Sunday, July 25, 2010

A Dreaded Encounter



by Rochelle Cunningham
© March 2009



Last fall…

He asked for my phone number. My father’s condition with cancer had taken a turn for the worst, so dating wasn’t exactly a priority for me. But someone had made me laugh for the first time in quite a while. It felt good to smile. He had done that for me on the few occasions when I stopped into the campus convenience store for a coffee re-fill. Instead of giving him my number, I took his.

Richard. 731—0580. I folded the piece of paper in half, and in half again, then stuck it into my coat pocket. I called him a week later. We spoke on the phone a couple of times, but my life was too busy for any kind of a social commitment. Fall turned to summer – summer to winter – winter to a new semester and I was busy on a different side of the campus where I re-filled my coffee elsewhere.


Just yesterday…


I ran into him again for the first time since last fall. He did a double-take as I handed him the cash for a bottle of water and a pack of Juicy Fruit. It must have been the dread-locks in my hair.

“Oh. Hey!” he said to me.

“Hello Richard.” I replied.

“So. Did your dad actually die?” He asked. I felt my mouth gape open so far that I recognized my teeth tingling from the cold central air entering my mouth. Did he really just say that to me?

“He… no, he’s fine. Well, not fine, but we’re all hanging in there.” I felt like I had taken a slug to the chest.

“How’s your mom?” His line of questioning was as though we had never met – and his eyes kept darting toward my hair.

I was still regaining emotional consciousness as I reeled in my bulging eyeballs and said, “She’s good.”

“So, they’re still together?” He asked as he looked at my hair – again.

“Yes. Thirty-seven years now.” I answered, staring at him as if he were suffering from amnesia. These were things we had already talked about.

“You have brothers and sisters?” he asked, surveying my hair and looking back at the cash register, randomly flipping the black, plastic money holders. Finally he handed me my change. I smiled at him, feeling a bit sorry for him and his uncomfortable behavior.

“Yes. Three brothers and two sisters,” I replied as I put the change in my coin purse.

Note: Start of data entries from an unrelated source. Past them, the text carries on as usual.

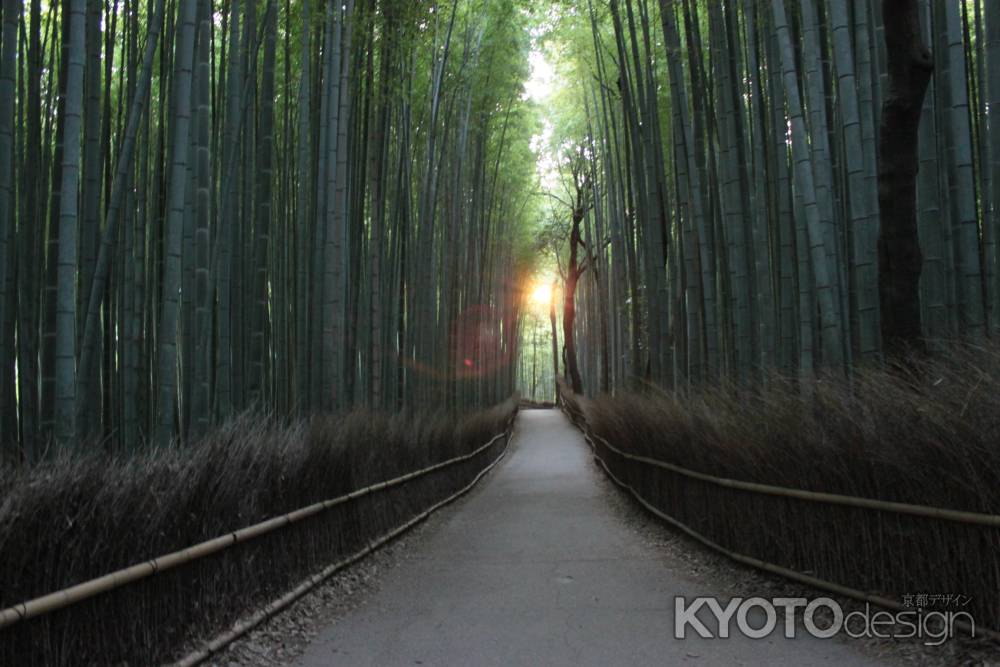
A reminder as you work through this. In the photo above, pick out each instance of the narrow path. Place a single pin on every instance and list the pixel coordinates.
(536, 569)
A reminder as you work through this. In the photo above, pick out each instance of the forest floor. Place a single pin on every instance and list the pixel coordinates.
(546, 562)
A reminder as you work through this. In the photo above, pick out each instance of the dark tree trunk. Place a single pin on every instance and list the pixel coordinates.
(569, 302)
(910, 65)
(555, 333)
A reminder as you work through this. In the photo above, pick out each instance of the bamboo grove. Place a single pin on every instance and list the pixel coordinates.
(212, 206)
(730, 156)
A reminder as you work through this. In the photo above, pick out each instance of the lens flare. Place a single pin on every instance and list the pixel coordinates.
(541, 294)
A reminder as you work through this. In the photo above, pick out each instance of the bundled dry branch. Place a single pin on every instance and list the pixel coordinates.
(77, 519)
(928, 439)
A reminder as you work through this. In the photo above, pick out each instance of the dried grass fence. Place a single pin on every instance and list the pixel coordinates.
(875, 491)
(311, 494)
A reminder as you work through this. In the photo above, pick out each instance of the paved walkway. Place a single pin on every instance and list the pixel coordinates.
(535, 568)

“From the same parents?” He asked.

“No. But that’s a long story,” I said, putting my gum into my back pack and zipping it up, “it’s kind of a mess.” Just as I slung my back pack over my shoulder he said:

“Yes I can see that from your hair.” WHAM! The opening he was waiting for… and he ran me over again.

I stood there, frozen, in one of those moments in time that feel like a scene from the Matrix: just you and the idiot you’re facing off with and no one else exists –only silence and floating debris between the two of you. But when the moment ended, when the sound came back from the Matrix scene and I was grounded in reality – I had nothing, no idea how to respond, so I settled with:

“I’ll see you around, Richard.”


After I walked away…


I wasn’t sure how to react to Dick’s insensitive remarks. I already knew that having dread-locks would make people uncomfortable. I discovered this the first time my sister saw my new do. She had no problem making her disapproval known as she curled up her top lip and look at me through raised eyebrows:

“Well that outta narrow down the men that you attract,” she said with a sarcastic tongue. She was right. However, I wouldn’t appreciate the weight of her keen observation until that afternoon with Dick.

The reality is that some people are simply not fond of dread-locks for whatever reason. I respect and appreciate their opinions. I can even admit that I knew there would be a plethora of reactions when I committed to having them; reactions like those of my bold and honest little sister. What I didn’t expect was how someone could look at me and see only hair.

The encounter with Dick became clear: my dread-locks served as a filter… a filter for the caliber of individuals that I want to surround myself with – or at the very least filter out of my world. I decided that if I ever got another reaction like Dick's, I will simply remind myself of the valuable time I could be saving by not investing in another dreaded relationship.